The appointment began with the doctor more confused than we were. In response to a pre-appointment bet, Karen blurted "So Doc, give it to me straight" like James Cagney whereupon I promptly paid her a dollar. A good laugh was had by all except for the doctor who likely added "Check for brain cancer" right then and there on his To Do list.

The big news is that there is no big news. That said, we did find out some things for certain. Let's start with the good. Our doctor said that the spots on the liver that had worried the ER personnel were most likely cysts and nothing to worry about. Although future tests could change that assessment, the doctor is fairly certain we're good there. Also, the scary-ass observation that there was a problem with Karen's lymph nodes was confirmed but promptly deflated: since the nodes in question are actually in her lungs, it's not really an issue since it hasn't spread to other nodes. It's like having a skunk in your bedroom. If it stinks up the closet too, well, it's not like it's really made things worse. If the skunk starts spraying ass juice all over the kitchen and dedicated macrame-and-scrapbooking nook, you're screwed. Also, the biopsy confirmed that this was lung cancer that started in her lungs meaning, again, that it hadn't violated the big Do Not Migrate rule of cancer by moving into her lungs from, oh, let's say, her childlike sense of wonder.
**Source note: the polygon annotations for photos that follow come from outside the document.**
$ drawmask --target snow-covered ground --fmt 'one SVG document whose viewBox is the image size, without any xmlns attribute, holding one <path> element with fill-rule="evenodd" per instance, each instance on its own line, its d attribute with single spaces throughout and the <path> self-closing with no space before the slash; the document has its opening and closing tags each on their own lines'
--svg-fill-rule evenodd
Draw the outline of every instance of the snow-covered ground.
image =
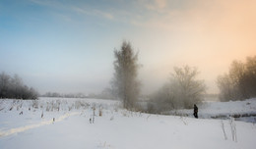
<svg viewBox="0 0 256 149">
<path fill-rule="evenodd" d="M 250 104 L 207 103 L 199 106 L 199 112 L 224 114 L 231 112 L 234 105 L 240 107 L 235 112 L 255 112 L 254 100 L 246 102 Z M 119 105 L 117 101 L 98 99 L 0 100 L 0 149 L 254 149 L 256 146 L 256 125 L 252 123 L 150 115 L 129 112 Z M 95 122 L 91 124 L 94 114 Z"/>
<path fill-rule="evenodd" d="M 255 98 L 245 101 L 203 102 L 197 106 L 199 108 L 198 116 L 201 119 L 229 119 L 229 117 L 235 117 L 235 120 L 238 121 L 256 123 Z M 193 109 L 173 110 L 165 114 L 194 117 Z"/>
</svg>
This is all good news but it's super-qualified good news. Karen is going to have to have a PET scan on her body and an MRI on her brain (doubtlessly thanks to our stupid bet) to be certain there has been no spread of the cancer. So this preliminary bit of happiness could well be reversed.

The bad news. As Dr. Sirott so poetically put it, "This is an ugly cancer." I got to see the CT scan for the first time and it's dramatic. The tumor is a good three inches across and progressively squeezes the bronchial tube until it's not much bigger than a pinhole. On a scale of 1 to 10 where 1 is not a big deal and 10 is what you get for sleepovers in Chernobyl, Karen's cancer is a 7. It is inoperable and therefore it is incurable. That said, it can be beaten into submission in a manner similar to many memorable Steve Buscemi characters.

The Buscemi character we intend to emulate with Karen's cancer.
There will be more tests in the next week and half. A PET scan, an MRI, and another biopsy since the first biopsy was inconclusive as to which sub-type of cancer Karen has. Once all that info is in, we will be able to address all the big questions like what stage it is, what the prognosis is, and what treatment we will undertake. The answers to all these and more will come December 12 when we meet again with Dr. Sirott.

Thanks for all the warm wishes and concern. They are a source of strength for us. We're lucky to have such good friends and family.

STATUS UPDATE

  • The spots on Karen's liver are likely cysts and not cancer. Future tests will confirm this.
  • The affected lymph nodes are in Karen's lungs and not elsewhere in her body.
  • The above two points mean that the cancer hasn't spread which is good.
  • But there's still a chance it might have spread elsewhere. A PET scan and MRI will answer this.
  • The cancer originated in the lungs and hasn't spread to the lungs from another site.
  • The cancer is inoperable and incurable. But it is treatable.
  • On a scale of 1 to 10 where 10 is terrible cancer, Karen's is a 7.
  • Once other tests are complete we will know what is what and can settle on a treatment plan.